Hoy en día, tanto en Estados Unidos como en Europa, un activista antirracista, a menos que sea un completo ignorante, sabe bien que Cristóbal Colón no es culpable, ya que no podemos juzgarlo según nuestras leyes y costumbres actuales. Pero derribar su estatua es efectivo, si no legítimo, ya que este gesto, aunque simbólico, centra la atención pública en el racismo, que de hecho es indiscutible. Es innegable que los indios y los afroamericanos sufren una discriminación real. Obviamente, derrocar estatuas no es una solución en sí misma, pero el gesto obliga a un debate nacional; es lo que ocurre actualmente en Estados Unidos y también en Francia y en Gran Bretaña, donde ha resurgido el recuerdo de la colonización de África y la trata de esclavos.

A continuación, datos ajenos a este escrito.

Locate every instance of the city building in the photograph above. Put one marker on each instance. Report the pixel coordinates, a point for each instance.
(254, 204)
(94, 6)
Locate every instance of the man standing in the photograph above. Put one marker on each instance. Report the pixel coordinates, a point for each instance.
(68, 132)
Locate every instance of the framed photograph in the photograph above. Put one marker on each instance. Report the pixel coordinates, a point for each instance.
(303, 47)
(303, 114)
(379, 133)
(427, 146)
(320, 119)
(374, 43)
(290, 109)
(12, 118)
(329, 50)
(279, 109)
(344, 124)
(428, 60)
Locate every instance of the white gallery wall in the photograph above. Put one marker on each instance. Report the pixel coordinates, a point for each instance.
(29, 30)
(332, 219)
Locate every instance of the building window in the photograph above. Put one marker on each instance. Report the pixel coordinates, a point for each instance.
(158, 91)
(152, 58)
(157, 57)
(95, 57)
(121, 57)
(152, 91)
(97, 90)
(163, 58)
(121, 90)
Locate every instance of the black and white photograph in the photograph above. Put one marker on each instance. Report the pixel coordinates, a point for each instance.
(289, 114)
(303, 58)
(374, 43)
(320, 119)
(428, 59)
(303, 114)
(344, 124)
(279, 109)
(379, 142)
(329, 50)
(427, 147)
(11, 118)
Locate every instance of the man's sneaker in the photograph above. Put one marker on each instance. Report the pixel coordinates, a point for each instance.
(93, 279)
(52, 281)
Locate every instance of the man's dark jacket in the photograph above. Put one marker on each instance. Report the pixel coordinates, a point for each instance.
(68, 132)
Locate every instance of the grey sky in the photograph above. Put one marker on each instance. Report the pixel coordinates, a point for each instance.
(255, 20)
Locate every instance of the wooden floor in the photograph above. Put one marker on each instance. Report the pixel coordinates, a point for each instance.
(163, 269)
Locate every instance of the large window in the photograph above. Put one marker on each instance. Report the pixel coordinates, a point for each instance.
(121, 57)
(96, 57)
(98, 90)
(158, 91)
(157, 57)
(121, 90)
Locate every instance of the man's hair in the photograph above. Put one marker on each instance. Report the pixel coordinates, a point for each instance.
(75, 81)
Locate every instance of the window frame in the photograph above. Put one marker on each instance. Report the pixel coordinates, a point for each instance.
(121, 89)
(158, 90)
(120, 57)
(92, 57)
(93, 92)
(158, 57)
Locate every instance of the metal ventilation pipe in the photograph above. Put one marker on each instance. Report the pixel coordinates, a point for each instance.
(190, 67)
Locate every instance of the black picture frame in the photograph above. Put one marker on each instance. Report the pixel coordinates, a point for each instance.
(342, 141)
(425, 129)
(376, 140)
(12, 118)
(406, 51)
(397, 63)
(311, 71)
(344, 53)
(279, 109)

¿Es posible, en medio de tanto barullo, adoptar una posición intermedia y hacer recomendaciones moderadas? Siempre es difícil en un clima casi revolucionario, pero intentémoslo, de todas formas. En Estados Unidos, como en Europa, hay dos tipos de monumentos conmemorativos: algunos tienen un valor histórico real, como las estatuas de Cristóbal Colón y fray Junípero Serra, y otros se erigieron como manifiestos políticos. En los estados del sur de Estados Unidos, la mayoría de las estatuas de los generales sudistas datan de después de la guerra civil, y fueron erigidas para negar las consecuencias; son, en realidad, proclamas racistas y a favor de la esclavitud que merecen desaparecer. Me parece que Cristóbal Colón ya no ofende a nadie, y tampoco fray Junípero Serra. Sinceramente, no son más que estelas históricas. Pero el general sudista Lee o el presidente sudista Jefferson Davis pueden desaparecer porque infligen un sufrimiento real, con su mera presencia, a los descendientes contemporáneos de los esclavos. Existe otra solución intermedia, que se ha probado en algunas ciudades estadounidenses y en Francia, en Nantes, que fue un puerto enriquecido por el comercio de esclavos: preservar los monumentos y acompañarlos con estelas explicativas que recuerden el contexto histórico. Estas propuestas educativas podrían calmar los ánimos. Es una solución que vale la pena probar.